A:  I can understand how frustrated you must be, and I hear this a lot from middle managers.  They’re working harder than ever, and they feel like they aren’t reaping the rewards.

I don’t know exactly what’s going on, but from my experience wokring with executives and middle managers I can help you to get to the bottom of this.

Let’s start with the issue of honest feedback.  One of the things I work with my clients on is giving feedback in a way that the recipient can hear it.  Many times, managers just don’t want to deliver bad news.  And so, they use code phrases like “more maturity,” “more seasoned,” or “better communication skills.”  This isn’t helpful for you, nor does it help them develop the kind of leader they’re going to need for the long term, but there you have it.

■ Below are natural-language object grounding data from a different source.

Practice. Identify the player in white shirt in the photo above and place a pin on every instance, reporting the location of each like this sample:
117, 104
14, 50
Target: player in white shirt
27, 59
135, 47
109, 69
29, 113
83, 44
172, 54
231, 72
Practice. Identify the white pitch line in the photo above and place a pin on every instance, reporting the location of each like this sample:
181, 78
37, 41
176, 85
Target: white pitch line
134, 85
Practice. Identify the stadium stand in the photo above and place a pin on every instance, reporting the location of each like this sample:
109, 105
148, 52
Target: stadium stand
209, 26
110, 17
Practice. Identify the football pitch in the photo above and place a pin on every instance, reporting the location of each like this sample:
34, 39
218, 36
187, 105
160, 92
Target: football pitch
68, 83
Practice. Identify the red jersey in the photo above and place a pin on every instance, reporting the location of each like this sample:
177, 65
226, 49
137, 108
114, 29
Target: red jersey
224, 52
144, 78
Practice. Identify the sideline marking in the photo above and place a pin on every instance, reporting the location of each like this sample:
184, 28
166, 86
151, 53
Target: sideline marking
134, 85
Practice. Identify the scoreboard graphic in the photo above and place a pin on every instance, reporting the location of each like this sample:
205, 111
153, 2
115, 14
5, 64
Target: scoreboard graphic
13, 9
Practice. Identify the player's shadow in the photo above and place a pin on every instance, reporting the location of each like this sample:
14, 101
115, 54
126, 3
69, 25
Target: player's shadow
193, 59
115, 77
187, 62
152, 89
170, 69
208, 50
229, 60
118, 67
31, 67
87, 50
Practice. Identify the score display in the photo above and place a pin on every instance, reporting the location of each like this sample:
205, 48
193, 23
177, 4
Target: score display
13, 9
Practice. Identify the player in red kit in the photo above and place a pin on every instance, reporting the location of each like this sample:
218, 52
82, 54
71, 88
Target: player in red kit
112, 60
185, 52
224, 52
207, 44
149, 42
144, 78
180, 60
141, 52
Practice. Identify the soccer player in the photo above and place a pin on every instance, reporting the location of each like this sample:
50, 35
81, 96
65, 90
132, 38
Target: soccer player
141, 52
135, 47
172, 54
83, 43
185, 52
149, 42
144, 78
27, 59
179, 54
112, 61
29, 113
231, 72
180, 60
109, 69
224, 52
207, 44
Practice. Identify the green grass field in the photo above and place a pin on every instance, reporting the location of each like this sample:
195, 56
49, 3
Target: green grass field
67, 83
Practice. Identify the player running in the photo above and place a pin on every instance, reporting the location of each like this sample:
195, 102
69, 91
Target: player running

You need that feedback. So, how are you going to get it?

First, you have to take a hard look at you.  Can you take hearing what may be said without becoming upset of defensive?  If not, that’s something to work on, because someone who doesn’t like themselves when they have to deliver bad news will shut off as soon as they see your discomfort.

Second, schedule time with your manager and anyone else your manager might think would be helpful and ask them for their candor.  Schedule time with trusted peers (and make sure it doesn’t degenerate into a gripe-fest).

Good questions to ask:

  • “What exactly did you mean when you said that I needed more seasoning?”
  • “How can I demonstrate better communication skills?”
  • “What do I need to develop to get to the next level?”
  • (My favorite) “What do I need to develop to help you shine more brightly?”

Do your best to get some specifics.  Be patient, this may take some time, especially if you’ve been known to be reactive in the past.  And, if you have been known to be reactive in the past, this is something that will hold you back.  This may, in fact, be “it.”

Finally, listen carefully in these conversations for experience and behaviors that you may need to develop.  Sometimes they too are communicated in vagaries, so it’s up to you to stay curious and keep asking for clarification.